For most children, communication development and learning occur through vision and hearing. Because deafblindness limits access to auditory and visual information, children who are deafblind require educational services individualized to their own learning styles and abilities. Most also have one or more additional disabilities or medical conditions, further intensifying educational support needs.
In recognition of the complexity of the disability, the U.S. Congress has authorized programs for children who are deafblind as part of education legislation since the late 1960s. NCDB and state deafblind projects are the most current programs—funded under the Individuals with Disabilities Education Act.
NCDB and the state deafblind projects exist to help increase the knowledge and skills of educators and families who work with children who are deafblind and create sustainable services through systems change.
Most of NCDB’s services are aligned with four national initiatives designed to address key needs of children with deafblindness, their families, and service providers.

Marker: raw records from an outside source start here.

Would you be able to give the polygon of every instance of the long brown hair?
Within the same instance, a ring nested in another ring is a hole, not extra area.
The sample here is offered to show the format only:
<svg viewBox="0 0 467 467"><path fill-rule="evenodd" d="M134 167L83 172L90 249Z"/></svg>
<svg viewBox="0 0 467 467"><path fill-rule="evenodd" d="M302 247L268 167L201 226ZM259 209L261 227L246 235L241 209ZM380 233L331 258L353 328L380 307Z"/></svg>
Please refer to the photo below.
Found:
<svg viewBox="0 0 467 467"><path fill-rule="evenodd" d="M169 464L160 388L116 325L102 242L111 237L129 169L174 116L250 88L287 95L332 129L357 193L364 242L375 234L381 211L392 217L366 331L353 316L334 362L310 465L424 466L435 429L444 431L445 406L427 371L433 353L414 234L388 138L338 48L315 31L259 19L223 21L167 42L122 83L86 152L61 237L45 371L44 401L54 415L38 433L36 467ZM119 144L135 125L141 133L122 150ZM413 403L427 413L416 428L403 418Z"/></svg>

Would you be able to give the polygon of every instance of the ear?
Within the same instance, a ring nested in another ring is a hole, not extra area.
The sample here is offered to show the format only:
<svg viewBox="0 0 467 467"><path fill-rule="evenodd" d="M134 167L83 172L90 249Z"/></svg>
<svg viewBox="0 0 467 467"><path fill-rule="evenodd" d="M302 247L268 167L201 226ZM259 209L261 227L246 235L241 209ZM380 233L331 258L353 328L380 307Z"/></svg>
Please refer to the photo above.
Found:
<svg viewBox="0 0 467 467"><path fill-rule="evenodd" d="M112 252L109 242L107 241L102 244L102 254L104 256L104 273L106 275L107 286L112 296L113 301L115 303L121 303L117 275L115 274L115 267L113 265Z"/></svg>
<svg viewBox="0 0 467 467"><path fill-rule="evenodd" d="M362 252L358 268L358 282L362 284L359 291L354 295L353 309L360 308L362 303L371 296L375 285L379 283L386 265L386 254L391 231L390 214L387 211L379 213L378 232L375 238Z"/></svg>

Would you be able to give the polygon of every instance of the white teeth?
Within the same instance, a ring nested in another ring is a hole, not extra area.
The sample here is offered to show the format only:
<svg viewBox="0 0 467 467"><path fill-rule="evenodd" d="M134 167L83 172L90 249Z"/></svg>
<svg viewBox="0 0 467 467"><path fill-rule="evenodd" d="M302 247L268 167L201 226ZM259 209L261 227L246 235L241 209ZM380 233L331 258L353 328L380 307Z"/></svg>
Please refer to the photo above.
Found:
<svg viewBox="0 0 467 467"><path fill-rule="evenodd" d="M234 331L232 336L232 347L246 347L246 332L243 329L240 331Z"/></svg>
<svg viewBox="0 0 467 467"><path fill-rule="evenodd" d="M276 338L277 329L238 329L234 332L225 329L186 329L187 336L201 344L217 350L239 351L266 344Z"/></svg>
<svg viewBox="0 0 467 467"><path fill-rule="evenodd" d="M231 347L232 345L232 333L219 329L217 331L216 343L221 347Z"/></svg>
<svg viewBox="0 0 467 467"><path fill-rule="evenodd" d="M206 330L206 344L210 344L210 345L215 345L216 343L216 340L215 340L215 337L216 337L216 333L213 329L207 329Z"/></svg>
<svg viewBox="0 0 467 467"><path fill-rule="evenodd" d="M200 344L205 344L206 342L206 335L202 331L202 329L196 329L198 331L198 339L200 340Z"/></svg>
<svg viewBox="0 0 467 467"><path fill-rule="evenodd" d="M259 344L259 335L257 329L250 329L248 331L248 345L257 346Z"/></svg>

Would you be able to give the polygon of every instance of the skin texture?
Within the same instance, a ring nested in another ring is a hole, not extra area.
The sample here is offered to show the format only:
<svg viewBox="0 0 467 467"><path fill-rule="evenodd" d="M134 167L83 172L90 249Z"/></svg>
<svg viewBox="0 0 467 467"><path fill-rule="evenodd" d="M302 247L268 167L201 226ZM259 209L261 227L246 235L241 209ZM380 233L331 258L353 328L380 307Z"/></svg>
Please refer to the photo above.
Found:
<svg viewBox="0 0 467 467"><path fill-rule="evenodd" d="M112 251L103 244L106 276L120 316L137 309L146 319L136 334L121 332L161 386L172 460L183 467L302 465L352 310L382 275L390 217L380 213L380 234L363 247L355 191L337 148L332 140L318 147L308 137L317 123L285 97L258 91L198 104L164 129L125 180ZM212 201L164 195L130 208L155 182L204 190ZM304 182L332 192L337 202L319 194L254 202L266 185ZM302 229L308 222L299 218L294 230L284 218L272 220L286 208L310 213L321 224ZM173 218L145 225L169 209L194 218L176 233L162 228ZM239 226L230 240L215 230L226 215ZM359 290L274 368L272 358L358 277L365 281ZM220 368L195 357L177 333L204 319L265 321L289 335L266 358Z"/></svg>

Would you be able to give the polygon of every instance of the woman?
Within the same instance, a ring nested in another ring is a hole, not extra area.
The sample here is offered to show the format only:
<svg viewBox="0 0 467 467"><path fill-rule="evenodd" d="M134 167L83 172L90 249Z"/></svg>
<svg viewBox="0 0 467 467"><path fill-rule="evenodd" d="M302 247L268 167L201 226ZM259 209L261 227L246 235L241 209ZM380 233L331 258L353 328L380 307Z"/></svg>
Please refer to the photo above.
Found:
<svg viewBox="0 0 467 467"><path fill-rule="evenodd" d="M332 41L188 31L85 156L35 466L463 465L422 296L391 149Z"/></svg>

NCDB's technical assistance (TA) refers to a variety of activities, such as information, training, consultation, and coaching designed to support state deafblind projects as they work with practitioners, agencies, and families to address the intense educational needs of children who are deafblind. Read more about NCDB's services to state deafblind projects →
NCDB also provides TA to some additional entities, including national family organizations.
Our information services involve both information dissemination and product development to serve two key purposes:
- Resources and tools that support state deafblind project activities
- Information about deafblindness and high-quality instructional practices for families and practitioners
These are made available via this website and through library services provided in collaboration with Perkins School for the Blind. Go to the Info Center →
National Child Count
NCDB compiles data about children with deafblindness collected by state deafblind projects and publishes an annual report. The report provides valuable information to inform the design and delivery of TA, research needs, and personnel training. Access the National Child Count →
Identification and Referral
This initiative provides assistance and tools that help state deafblind projects increase identification and referral in their states, so that families, early interventionists, and educators can receive the information and support they need to provide appropriate early intervention and special education services.
Interveners and Qualified Personnel
Activities in this initiative are designed to build the knowledge and skills of educators serving children who are deafblind through expansion of personnel development opportunities and adoption of interveners and teachers of the deafblind.
This initiative supports state deafblind projects and national family organizations in their provision of services that help families acquire the knowledge and skills required to effectively partner with service providers and advocate for their children's needs.
The Transition Initiative supports state deafblind projects in improving services and outcomes for youth who are deafblind and strengthens partnerships between the projects and national agencies, including the Helen Keller National Center.